Nun hat LR Theiner am Ende seiner Laufbahn doch noch einmal ein Lebenszeichen zum Thema Luftqualität gegeben und sogar Maßnahmen angekündigt. Die einzige, die es in die öffentliche Debatte geschafft hat, ist das mögliche Dieselfahrverbot in einzelnen Gemeinden für den nächsten Winter.

Insgesamt sehr mutlos, die ganze Aktion, angesichts der 16 Millionen Fahrzeuge, die inzwischen jährlich über die Brennerautobahn brettern. Tendenz unaufhörlich steigend. Nicht umsonst ist immer wieder die dritte Spur der Autobahn im Gespräch, letztens erst zu Weihnachten. Wie soll das mit Fahrverboten zusammengehen?

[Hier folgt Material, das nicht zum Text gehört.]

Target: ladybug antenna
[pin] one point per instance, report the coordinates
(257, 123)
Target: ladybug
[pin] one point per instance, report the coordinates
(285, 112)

Ebenso wenig nutzt es, dass der LR die Aufwertung der Rollenden Landstraße beschwört, wenn man weiß, dass sich die RoLa seit Jahren im Sinkflug befindet und mittlerweile nur mehr 0,5% des Warentransits auf der Schiene abwickelt. Mit Kosten für die Allgemeinheit, die auf der Straße pro Tonne transportierten Gutes 3-400 mal höher sind als auf der Schiene (s. Eurac-Studie zu den externen Kosten des Gütertransports in Südtirol).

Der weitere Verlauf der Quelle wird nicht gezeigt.